È stato pubblicato il rilascio del progetto CoreBoot 4.18, nell'ambito del quale si sviluppa un'alternativa libera ai firmware proprietari e al BIOS. Il codice del progetto è distribuito con licenza GPLv2. Nella creazione della nuova versione hanno partecipato oltre 200 sviluppatori, che hanno preparato oltre 1800 modifiche.
Variazioni principali:
- È stato aggiunto il supporto per 23 schede madri, 19 delle quali sono utilizzate su dispositivi con Chrome OS o su server Google. Tra le schede non collegate a Google:
- MSI PRO Z690-A WIFI DDR4
- AMD Birman
- AMD Pademelon
- Siemens MC APL7
- È stata interrotta la compatibilità con la scheda madre Google Brya4ES.
- È stato aggiunto il supporto per SoC Intel Meteor Lake, Mediatek Mt8188 e AMD Morgana.
- In sconfig, il compilatore della struttura device tree che descrive i componenti hardware presenti, è stata aggiunta la possibilità di definire le operazioni per ogni dispositivo. Le operazioni sono indicate sotto forma di identificatore C, ad esempio, "device pci 00.0 alias system_agent on ops system_agent_ops end".

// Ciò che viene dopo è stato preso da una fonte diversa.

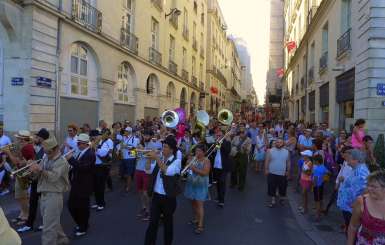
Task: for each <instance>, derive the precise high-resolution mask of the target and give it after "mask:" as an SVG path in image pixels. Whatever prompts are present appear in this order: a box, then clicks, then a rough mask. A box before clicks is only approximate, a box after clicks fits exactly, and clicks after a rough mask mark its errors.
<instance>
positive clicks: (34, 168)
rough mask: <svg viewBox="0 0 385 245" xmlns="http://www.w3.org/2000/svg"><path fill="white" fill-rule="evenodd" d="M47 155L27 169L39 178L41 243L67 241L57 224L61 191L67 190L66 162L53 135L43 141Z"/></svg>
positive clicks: (47, 244) (59, 204)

- È stata aggiunta la possibilità di determinare la presenza di dispositivi i2c durante la creazione delle registrazioni sui dispositivi nelle tabelle ACPI/SSDT. Questa funzionalità può essere utilizzata per identificare i touchpad utilizzando il flag predefinito "detect", senza dover ricorrere al flag "probed" precedentemente utilizzato per i touchpad, specifico per i kernel Linux impiegati in ChromeOS.

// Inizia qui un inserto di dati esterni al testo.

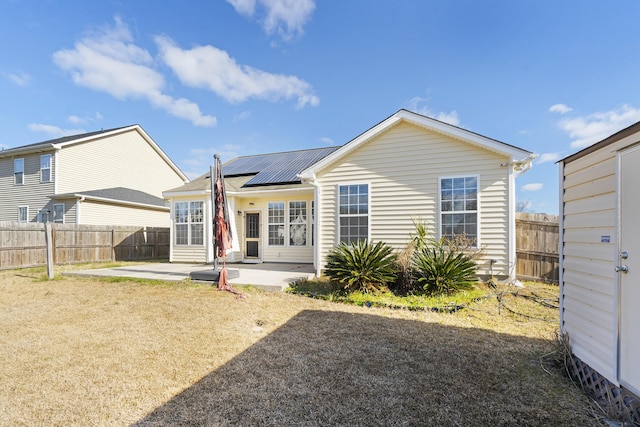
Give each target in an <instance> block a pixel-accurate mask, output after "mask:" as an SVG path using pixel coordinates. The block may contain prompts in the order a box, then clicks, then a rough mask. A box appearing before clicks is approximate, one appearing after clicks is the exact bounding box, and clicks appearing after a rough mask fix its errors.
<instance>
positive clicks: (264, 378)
mask: <svg viewBox="0 0 640 427" xmlns="http://www.w3.org/2000/svg"><path fill="white" fill-rule="evenodd" d="M64 268H74V267H64ZM82 268H86V266H82ZM57 272H58V271H57ZM41 278H42V272H41V271H37V270H15V271H0V413H2V420H1V421H0V424H1V425H11V426H31V425H47V426H49V425H51V426H56V425H65V426H66V425H77V426H86V425H95V426H102V425H104V426H107V425H108V426H111V425H133V426H150V425H153V426H165V425H167V426H168V425H222V426H224V425H454V426H455V425H491V426H512V425H519V426H534V425H535V426H539V425H581V426H599V425H603V424H602V422H601V421H600V418H601V414H600V413H599V412H597V409H594V406H593V405H592V403H591V401H590V399H589V398H588V397H587V396H586V395H585V394H584V393H583V392H582V391H581V390H579V389H578V388H577V387H576V386H575V385H573V383H571V382H570V381H569V380H568V379H567V378H566V377H565V376H563V374H562V372H561V369H560V368H559V367H556V366H555V365H552V364H549V363H548V362H546V360H548V358H547V357H546V355H548V354H549V352H550V351H553V349H554V345H555V344H554V336H555V333H556V329H557V324H558V310H557V309H556V308H553V304H551V303H549V304H547V305H545V304H544V303H548V302H549V301H553V298H554V297H555V298H557V288H555V290H554V288H553V287H549V286H546V285H537V284H536V285H530V286H528V287H527V288H524V290H523V289H512V288H504V289H500V290H498V291H496V293H495V294H493V295H492V297H491V298H485V299H481V300H478V301H476V302H475V303H472V304H470V306H469V307H468V308H467V309H465V310H461V311H458V312H454V313H436V312H432V311H425V310H418V311H412V310H397V309H390V308H388V307H386V306H375V305H374V306H371V307H367V306H366V305H363V306H358V305H347V304H335V303H332V302H330V301H325V300H321V299H317V298H308V297H302V296H299V295H293V294H287V293H282V292H266V291H261V290H259V289H256V288H251V287H247V288H243V289H242V292H243V294H244V295H245V298H241V299H238V298H236V297H235V296H234V295H233V294H230V293H228V292H218V291H216V290H215V289H213V288H211V287H208V286H201V285H200V286H194V285H192V284H190V283H189V281H183V282H178V283H173V284H166V283H163V284H158V283H151V282H140V281H131V280H125V281H109V280H99V279H95V278H81V277H64V278H61V279H58V280H53V281H44V280H41Z"/></svg>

- È stata implementata la possibilità di generare SBoM (Software Bill of Materials del firmware), che definisce la composizione dei componenti software inclusi nell'immagine del firmware, ad esempio, per automatizzare il controllo di vulnerabilità o l'analisi delle licenze nel firmware.
- È proseguito il lavoro sulla quarta edizione del meccanismo di allocazione delle risorse (RESOURCE_ALLOCATOR_V4), in cui è stata implementata la gestione di più fasce di risorse, l'utilizzo di tutto lo spazio degli indirizzi e l'allocazione di memoria nell'area sopra i 4 GB.

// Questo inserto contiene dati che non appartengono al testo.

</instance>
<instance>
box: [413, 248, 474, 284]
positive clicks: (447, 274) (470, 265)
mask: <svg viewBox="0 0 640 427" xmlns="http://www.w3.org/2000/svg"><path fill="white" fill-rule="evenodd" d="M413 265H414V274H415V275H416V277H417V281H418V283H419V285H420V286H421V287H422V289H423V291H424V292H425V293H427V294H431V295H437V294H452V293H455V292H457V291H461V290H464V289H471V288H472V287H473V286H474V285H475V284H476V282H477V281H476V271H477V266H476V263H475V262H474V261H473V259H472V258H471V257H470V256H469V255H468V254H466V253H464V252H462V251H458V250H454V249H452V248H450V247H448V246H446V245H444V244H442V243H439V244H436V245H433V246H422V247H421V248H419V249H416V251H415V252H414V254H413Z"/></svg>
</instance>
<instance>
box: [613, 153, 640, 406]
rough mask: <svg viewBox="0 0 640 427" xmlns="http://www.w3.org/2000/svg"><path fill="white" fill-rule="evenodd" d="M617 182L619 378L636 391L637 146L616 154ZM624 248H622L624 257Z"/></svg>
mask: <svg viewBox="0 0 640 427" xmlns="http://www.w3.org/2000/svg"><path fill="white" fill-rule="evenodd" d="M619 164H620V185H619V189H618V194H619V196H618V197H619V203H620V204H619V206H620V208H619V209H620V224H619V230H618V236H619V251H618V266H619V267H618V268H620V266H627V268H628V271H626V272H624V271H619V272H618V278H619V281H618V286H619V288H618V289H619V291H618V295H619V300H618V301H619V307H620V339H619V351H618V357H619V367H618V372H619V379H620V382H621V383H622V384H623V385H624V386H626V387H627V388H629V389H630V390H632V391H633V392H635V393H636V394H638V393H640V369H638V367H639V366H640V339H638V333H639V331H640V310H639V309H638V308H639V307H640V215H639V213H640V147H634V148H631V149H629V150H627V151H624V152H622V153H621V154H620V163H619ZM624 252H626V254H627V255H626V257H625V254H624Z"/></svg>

- È stato dichiarato obsoleto il meccanismo di inizializzazione classica della modalità multiprocessore (LEGACY_SMP_INIT), sostituito dal codice di inizializzazione PARALLEL_MP.
- È stato aggiunto un driver di console smbus.
- Nell'utilità checkpatch è stato assicurato il supporto per il kernel Lunux 5.19.
- È continuata la migrazione dell'ACPI al formato di sintassi ASL 2.0.
- È stato aggiornato il componente payload basato su UEFI stack EDK II (TianoCore), testato con processori Intel Core (dalla 2a alla 12a generazione), Intel Small Core BYT, BSW, APL, GLK e GLK-R, AMD Stoney Ridge e Picasso.